I did two experimental spawns to see just how small of a container I could use. I did a 1 gallon and a two gallon planning to use those for 21 days. I feed mine green water from day 3-7 after hatching with a BBS feeding here and there and BBS there after until 1 month old where I start to add in frozen BBS and fry powder. I found it is extremely difficult to clean such a small tank and even though I did daily 50% water changes the fry are almost one month old and are quite small-most look like they are 1-2 weeks old. It was also extremely difficult to add and remove water without taking forever or disturbing the fry greatly. I transferred everyone to the standard 5 gallon nursery tank that I have success with and will give them two weeks.
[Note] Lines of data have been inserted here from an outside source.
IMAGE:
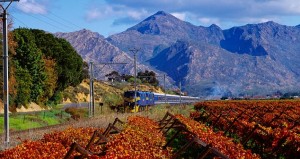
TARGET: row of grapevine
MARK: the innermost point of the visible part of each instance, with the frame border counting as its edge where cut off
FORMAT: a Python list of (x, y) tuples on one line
[(270, 128), (140, 138), (211, 143)]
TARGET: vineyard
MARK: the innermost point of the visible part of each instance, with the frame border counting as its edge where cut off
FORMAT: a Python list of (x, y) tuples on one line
[(216, 129)]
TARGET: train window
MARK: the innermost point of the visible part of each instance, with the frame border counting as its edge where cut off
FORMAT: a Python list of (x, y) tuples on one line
[(129, 94)]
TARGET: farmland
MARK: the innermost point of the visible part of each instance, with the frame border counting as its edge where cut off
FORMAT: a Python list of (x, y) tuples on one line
[(212, 129)]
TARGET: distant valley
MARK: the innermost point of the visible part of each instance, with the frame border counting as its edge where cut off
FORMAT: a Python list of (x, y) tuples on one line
[(254, 59)]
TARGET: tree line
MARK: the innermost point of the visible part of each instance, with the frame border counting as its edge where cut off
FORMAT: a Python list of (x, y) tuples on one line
[(41, 66)]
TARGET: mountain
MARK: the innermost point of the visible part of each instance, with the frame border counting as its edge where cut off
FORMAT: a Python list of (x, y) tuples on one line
[(93, 47), (158, 32), (251, 59)]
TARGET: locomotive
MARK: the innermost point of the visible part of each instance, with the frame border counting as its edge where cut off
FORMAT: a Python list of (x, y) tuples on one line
[(144, 99)]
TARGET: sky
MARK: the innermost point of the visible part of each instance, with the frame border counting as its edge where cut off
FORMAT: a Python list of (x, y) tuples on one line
[(109, 17)]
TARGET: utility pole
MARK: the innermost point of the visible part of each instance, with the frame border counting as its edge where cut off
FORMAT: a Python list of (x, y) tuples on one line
[(91, 104), (5, 71), (165, 88), (134, 51), (180, 91), (92, 97)]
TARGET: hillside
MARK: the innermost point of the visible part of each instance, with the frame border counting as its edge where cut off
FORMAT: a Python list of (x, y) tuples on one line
[(106, 92), (254, 59)]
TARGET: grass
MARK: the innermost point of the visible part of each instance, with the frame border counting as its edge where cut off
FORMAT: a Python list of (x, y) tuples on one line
[(24, 121)]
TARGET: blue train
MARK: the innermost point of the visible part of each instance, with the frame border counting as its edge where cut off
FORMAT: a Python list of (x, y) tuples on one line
[(144, 99)]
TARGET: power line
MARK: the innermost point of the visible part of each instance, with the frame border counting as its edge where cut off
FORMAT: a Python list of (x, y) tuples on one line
[(51, 21), (18, 20)]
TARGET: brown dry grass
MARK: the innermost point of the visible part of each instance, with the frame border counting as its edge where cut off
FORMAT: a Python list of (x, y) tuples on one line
[(100, 121)]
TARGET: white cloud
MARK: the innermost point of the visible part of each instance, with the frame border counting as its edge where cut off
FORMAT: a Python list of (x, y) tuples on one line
[(93, 14), (209, 21), (31, 6), (178, 15)]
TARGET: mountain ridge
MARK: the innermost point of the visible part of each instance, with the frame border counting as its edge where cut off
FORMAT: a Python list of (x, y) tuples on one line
[(252, 59)]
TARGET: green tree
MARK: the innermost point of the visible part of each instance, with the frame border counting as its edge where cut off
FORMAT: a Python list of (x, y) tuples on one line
[(28, 60), (45, 66)]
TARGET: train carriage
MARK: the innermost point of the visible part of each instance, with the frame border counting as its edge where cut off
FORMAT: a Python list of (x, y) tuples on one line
[(144, 99)]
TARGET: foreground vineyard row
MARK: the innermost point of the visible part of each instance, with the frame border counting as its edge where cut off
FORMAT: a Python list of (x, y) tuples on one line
[(270, 128), (140, 137)]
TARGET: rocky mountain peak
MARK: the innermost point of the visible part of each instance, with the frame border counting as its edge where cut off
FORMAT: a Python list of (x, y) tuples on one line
[(161, 23)]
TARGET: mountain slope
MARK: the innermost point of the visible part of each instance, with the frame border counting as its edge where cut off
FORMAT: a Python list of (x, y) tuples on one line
[(94, 48), (159, 31), (250, 59)]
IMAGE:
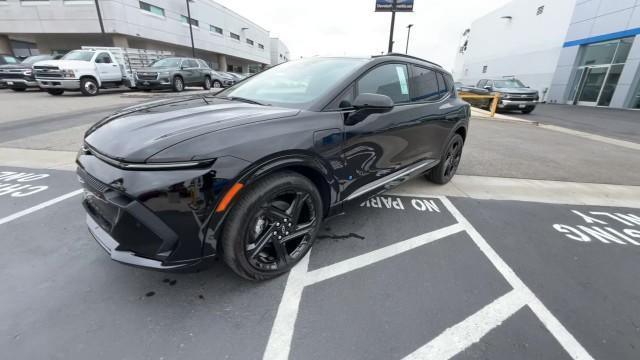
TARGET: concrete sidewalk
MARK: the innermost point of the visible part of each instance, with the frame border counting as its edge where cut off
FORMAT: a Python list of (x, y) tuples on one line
[(616, 123)]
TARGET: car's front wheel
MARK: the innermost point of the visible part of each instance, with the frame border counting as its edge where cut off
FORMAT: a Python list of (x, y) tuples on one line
[(272, 226), (448, 166)]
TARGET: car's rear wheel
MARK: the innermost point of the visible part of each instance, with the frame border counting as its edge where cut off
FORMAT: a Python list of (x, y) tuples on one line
[(89, 87), (178, 84), (446, 169), (55, 92), (272, 226)]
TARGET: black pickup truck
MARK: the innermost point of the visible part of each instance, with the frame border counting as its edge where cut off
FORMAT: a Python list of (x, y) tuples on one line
[(19, 76)]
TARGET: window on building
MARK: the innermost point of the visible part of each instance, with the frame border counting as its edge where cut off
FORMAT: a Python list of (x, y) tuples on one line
[(185, 20), (390, 80), (425, 85), (151, 8)]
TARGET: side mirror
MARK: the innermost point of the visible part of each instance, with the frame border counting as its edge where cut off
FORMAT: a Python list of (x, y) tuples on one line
[(368, 104)]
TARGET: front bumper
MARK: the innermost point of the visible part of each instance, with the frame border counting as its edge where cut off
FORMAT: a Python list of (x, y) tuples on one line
[(154, 84), (19, 83), (65, 84), (515, 104), (159, 219)]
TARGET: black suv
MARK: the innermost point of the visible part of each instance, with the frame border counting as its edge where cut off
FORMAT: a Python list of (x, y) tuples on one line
[(514, 95), (177, 73), (20, 76), (251, 172)]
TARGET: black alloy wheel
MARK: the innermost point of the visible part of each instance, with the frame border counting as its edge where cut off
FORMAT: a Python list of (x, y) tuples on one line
[(444, 172), (89, 87), (272, 226)]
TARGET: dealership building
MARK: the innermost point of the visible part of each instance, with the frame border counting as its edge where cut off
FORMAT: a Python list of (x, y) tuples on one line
[(577, 52), (224, 38)]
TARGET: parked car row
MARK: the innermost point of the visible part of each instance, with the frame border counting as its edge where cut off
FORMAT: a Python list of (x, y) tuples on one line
[(514, 95), (90, 69)]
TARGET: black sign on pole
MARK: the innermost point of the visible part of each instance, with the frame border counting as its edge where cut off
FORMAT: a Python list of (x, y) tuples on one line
[(391, 5)]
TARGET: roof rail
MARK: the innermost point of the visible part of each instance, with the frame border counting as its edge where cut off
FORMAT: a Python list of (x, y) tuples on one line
[(407, 56)]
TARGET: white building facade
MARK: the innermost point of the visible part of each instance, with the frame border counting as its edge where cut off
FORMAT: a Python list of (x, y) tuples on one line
[(279, 52), (523, 39), (600, 59), (222, 37)]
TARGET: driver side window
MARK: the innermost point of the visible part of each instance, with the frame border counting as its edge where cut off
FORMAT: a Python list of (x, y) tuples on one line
[(390, 80), (103, 58)]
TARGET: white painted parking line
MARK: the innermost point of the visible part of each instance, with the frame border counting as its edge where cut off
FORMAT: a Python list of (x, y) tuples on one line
[(279, 344), (454, 339), (462, 335), (568, 342), (372, 257), (39, 207)]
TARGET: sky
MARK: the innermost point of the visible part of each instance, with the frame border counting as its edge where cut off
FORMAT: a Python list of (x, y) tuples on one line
[(352, 28)]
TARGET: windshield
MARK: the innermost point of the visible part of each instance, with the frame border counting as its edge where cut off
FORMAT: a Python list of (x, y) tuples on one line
[(295, 83), (508, 83), (81, 55), (35, 59), (169, 62)]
If I don't see substantial growth I'll scrap the spawns or I may cull out all but the largest and see it they continue to grow.

When feeding infusoria I add some to the tank once the fry hatch so the infusoria can really take hold by the time the fry need them. Then I add it daily. I use green water from outside-I don't think there are enough infusoria just hanging out around the plants in a tank. I actively add it. My water is alive. I can see plenty of tiny critters in there and the fry have a field day mowing them down. I prefer it as a first food just because it is always available to the fry and it won't foul the water at all. I find when I start with BBS at day three I am having to clean the bottom of the tank daily. I'd rather not disturb the fry for the first week at all. No water additions, no siphoning...nothing.
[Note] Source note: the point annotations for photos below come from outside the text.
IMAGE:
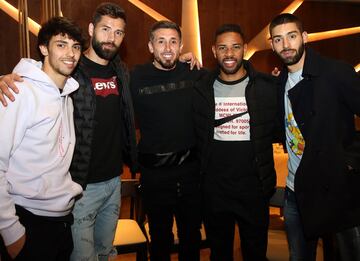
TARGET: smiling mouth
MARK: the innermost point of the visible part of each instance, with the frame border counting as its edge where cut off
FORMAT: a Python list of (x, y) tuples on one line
[(229, 62), (287, 52), (69, 63), (168, 56), (108, 45)]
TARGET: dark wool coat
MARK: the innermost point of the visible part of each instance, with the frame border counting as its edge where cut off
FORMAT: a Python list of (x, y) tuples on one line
[(260, 96), (324, 104), (84, 112)]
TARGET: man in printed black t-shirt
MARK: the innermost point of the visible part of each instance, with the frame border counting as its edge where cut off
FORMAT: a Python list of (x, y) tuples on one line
[(170, 178), (105, 134), (234, 115)]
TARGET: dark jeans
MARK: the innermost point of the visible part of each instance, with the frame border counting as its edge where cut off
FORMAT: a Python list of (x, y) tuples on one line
[(252, 218), (342, 246), (188, 221), (47, 238), (301, 249)]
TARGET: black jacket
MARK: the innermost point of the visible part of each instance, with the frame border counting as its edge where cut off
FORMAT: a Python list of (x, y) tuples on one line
[(324, 104), (84, 111), (260, 96)]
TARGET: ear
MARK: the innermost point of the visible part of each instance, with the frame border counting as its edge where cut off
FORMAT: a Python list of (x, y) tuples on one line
[(91, 29), (305, 37), (271, 44), (245, 48), (213, 49), (44, 50), (181, 46), (151, 47)]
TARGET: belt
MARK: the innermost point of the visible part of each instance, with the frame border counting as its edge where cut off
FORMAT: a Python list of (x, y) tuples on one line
[(168, 159)]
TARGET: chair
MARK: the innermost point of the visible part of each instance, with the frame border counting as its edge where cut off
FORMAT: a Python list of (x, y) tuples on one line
[(129, 236), (203, 243), (277, 200)]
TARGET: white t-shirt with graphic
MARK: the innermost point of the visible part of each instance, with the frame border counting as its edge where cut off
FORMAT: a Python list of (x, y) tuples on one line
[(295, 142)]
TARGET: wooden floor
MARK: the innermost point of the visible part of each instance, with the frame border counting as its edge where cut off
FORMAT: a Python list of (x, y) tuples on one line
[(277, 244)]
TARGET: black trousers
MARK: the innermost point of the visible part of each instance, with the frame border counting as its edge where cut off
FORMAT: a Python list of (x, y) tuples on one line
[(166, 195), (47, 238), (252, 216)]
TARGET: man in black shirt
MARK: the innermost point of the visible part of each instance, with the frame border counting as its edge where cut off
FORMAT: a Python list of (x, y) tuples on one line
[(105, 134), (234, 113), (170, 178)]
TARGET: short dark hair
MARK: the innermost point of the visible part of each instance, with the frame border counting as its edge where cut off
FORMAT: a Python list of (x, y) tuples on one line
[(110, 9), (55, 26), (164, 25), (284, 19), (229, 28)]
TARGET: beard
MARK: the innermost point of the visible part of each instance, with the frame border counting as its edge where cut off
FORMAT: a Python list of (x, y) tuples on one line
[(166, 64), (226, 70), (106, 54), (294, 59)]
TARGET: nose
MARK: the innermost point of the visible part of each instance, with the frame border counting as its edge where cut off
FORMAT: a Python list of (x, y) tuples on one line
[(71, 52), (167, 47), (285, 42), (111, 36)]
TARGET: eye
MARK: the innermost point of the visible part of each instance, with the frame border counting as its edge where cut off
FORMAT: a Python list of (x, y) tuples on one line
[(77, 47), (277, 40), (119, 33)]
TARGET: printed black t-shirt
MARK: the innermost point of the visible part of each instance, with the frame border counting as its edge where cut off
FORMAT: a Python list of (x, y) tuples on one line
[(106, 154)]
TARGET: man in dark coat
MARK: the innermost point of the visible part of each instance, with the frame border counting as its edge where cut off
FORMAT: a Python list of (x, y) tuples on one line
[(234, 112), (319, 98)]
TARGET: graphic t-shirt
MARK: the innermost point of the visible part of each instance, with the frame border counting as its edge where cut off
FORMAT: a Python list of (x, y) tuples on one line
[(106, 155), (230, 100), (295, 142), (230, 171)]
I am also none to gentle with my fry. I remove water quickly, I add water quickly, I net them, etc. and honestly I lose very few from handling stress after they are two weeks old. For some reason they don't seem as hardy during the first two weeks so I do baby them a bit but after that they are handled like adult fish.


----------



## DoctorWhoLuver (Feb 23, 2012)

Thank you for all the help I'm going to try my hardest to keep the remaining fry alive. Most of the spawn has died off, about 70 to 80 and there are about 10 surviving fry. Although, some of the survivors still aren't looking so well.. Hopefully, they'll pull through


----------



## Ilikebutterflies (May 19, 2012)

There is a learning curve for sure. Are you conditioning your pair for another go-round?


----------



## DoctorWhoLuver (Feb 23, 2012)

No that was the last spawn before school starts. Maybe in a few months or so.


----------